The World Health Organization (WHO) is a corporation that controls the situation in the sphere of healthcare, medicine, and the quality of people’s lives all over the world. It is crucial to mention that it is not a private company; that is why its aim is not to become profitable. It is funded by specific funds and governments of diverse countries. Many humans of different nationalities take part in volunteer programs established by this organization. In this case, the salary of the workers means that the budget covers the expenses of the office managers and leaders of the corporation.
The majority of healthcare workers, nurses, and assistants work for free as they want to enhance the medical situation in third-world countries. The WHO is an international organization with several departments in diverse countries and regions. Its budget structure is complex and requires complete analysis to examine its liquidity and profitability. The purpose of this paper is to investigate the key financial ratios to understand the monetary functioning of the corporation and compare it to the situation in the industry in general.

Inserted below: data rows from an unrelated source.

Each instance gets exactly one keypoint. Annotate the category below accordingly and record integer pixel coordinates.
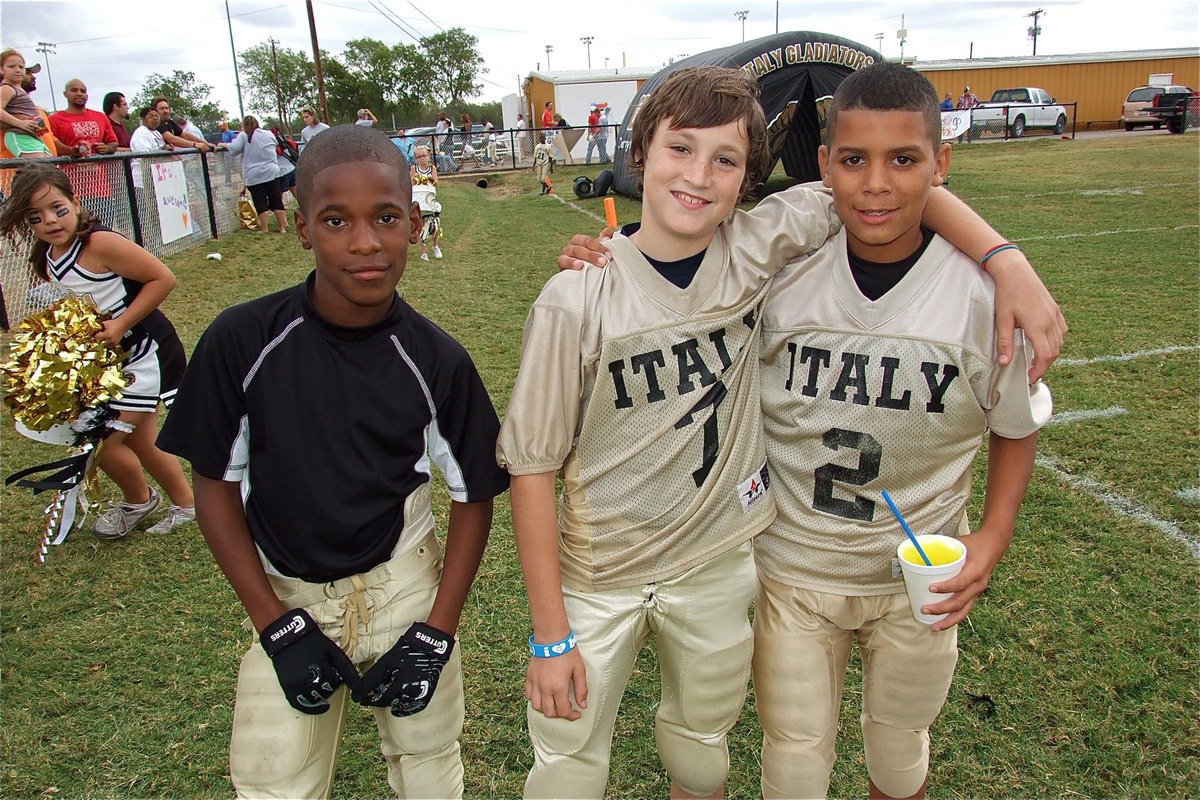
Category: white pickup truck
(1019, 109)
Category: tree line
(407, 83)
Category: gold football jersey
(645, 397)
(865, 396)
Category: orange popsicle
(610, 212)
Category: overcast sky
(114, 46)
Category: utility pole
(316, 60)
(46, 48)
(233, 50)
(279, 95)
(1035, 29)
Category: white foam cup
(918, 576)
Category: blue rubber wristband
(997, 248)
(552, 650)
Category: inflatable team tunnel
(797, 76)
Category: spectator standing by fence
(81, 128)
(19, 120)
(117, 109)
(227, 136)
(593, 133)
(604, 134)
(967, 100)
(312, 126)
(406, 144)
(522, 138)
(261, 172)
(147, 138)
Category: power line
(157, 30)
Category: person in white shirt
(261, 170)
(147, 137)
(312, 126)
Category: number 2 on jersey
(870, 453)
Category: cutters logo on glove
(295, 625)
(439, 645)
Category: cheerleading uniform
(156, 360)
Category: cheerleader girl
(71, 248)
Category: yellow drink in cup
(940, 553)
(947, 555)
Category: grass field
(119, 657)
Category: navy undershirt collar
(681, 272)
(875, 280)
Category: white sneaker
(124, 517)
(175, 517)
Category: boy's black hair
(887, 86)
(112, 100)
(345, 144)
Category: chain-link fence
(119, 190)
(513, 149)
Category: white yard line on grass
(1120, 504)
(1108, 233)
(1085, 192)
(1067, 417)
(1128, 356)
(580, 209)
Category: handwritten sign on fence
(171, 196)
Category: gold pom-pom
(57, 368)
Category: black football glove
(406, 677)
(309, 665)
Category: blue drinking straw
(907, 529)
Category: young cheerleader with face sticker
(73, 250)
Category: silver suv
(1135, 109)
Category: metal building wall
(1099, 86)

The WHO is a corporation with a specific financial structure; that is why it is not possible to analyze it using typical methods of examination. Organizations funded by the government have a particular budgetary policy that cannot be compared to monetary measures of the private sector (Nowicki, 2018).
The liquidity of the WHO is counted according to its cash, cash equivalents, and investment management (World Health Organization [WHO], 2019). Cash and cash equivalents are the minor part of the total sum: in 2019, it was 329 million dollars (Appendix A). The primary segment is presented by short-term investments: 3266 million dollars in 2019 (Appendix A). The overall budget in this sector, which includes both cash and diverse types of investments, was 2837 million dollars in 2019.
In the analysis of the liquidity of the company, it is crucial to mention property, plants, and equipment. This sector includes furniture, information technology equipment, and other vehicles owned by the corporation (World Health Organization [WHO], 2019). A significant part of the budget in this segment is presented by the cost of lands and facilities. In 2019 its overall sum was 161 763 thousand dollars (Appendix B).
The computer and communications system and machinery are also included in this part of liquid resources and cost approximately 4 000 thousand dollars in 2019 (Appendix B). Another vital part of the budget is staff liability, which includes expenditures on health insurance of more than 40 000 members of the corporation (World Health Organization [WHO], 2019). The WHO is an illustration of a corporation with high liquidity. Even though one of the major parts of the total sum is the real property (lands and buildings), the budget is balanced and distributed evenly.
The WHO is a non-profit company founded voluntarily, excluding the countries-participants that are obliged to pay the membership fee regularly. The organization is focused on grant assistance and amelioration of the current situation in the sphere of medicine. According to these facts, the company does not have any profit, and it is impossible to find the information in its financial documents containing details about the total margin. The only statistic that is freely accessible is the documentation of net assets. The total sum of this rate in 2019 was 2136 million dollars (World Health Organization [WHO], 2019). The leaders of the WHO aim to balance the expenditures on monitoring and supporting the healthcare system worldwide and the income from the membership fees and donations.
There is not enough information to analyze asset efficiency in a detailed way. However, it is possible to assume that owning real property is profitable for the company. For example, the cost of the lands increases significantly for one year. In 2018 it was 108 143 million dollars, and in 2019 it reached the sum of 161 763 million dollars (Appendix B). Total current and non-current assets also increased in 2019 in comparison to the previous year. In 2018 it was 4 734 727 dollars for current assets and 454 673 for non-current assets (Appendix C).
In 2019 the rates rose 100 000 dollars for both indicators (Appendix C). The capital structure includes assets, liabilities, and equities (World Health Organization [WHO], 2019). Even though the WHO annually publishes a detailed financial report, it is necessary to point out that there is a lack of crucial information for the overall analysis of the monetary policy. There is no data about the profitability of the corporation, its debt service coverage, and others. In contrast to other healthcare organizations, the central part of the WHO’s budget is concentrated in the sphere of real property.
It is advisable to make reports not only about the overall incomes and expenditures of the company but also about the diverse parts of it. For example, it can be suggested to provide statistics on the financial structure in different countries, taking into consideration the national currency. What is more, it would be beneficial to pay more attention to the monetary policy concerning the support of healthcare workers in third-world states.
Nowicki, M. (2018). Introduction to the Financial Management of Healthcare Organizations. Health Administration Press.
World Health Organization. (2019). Audited Financial Statements. Web.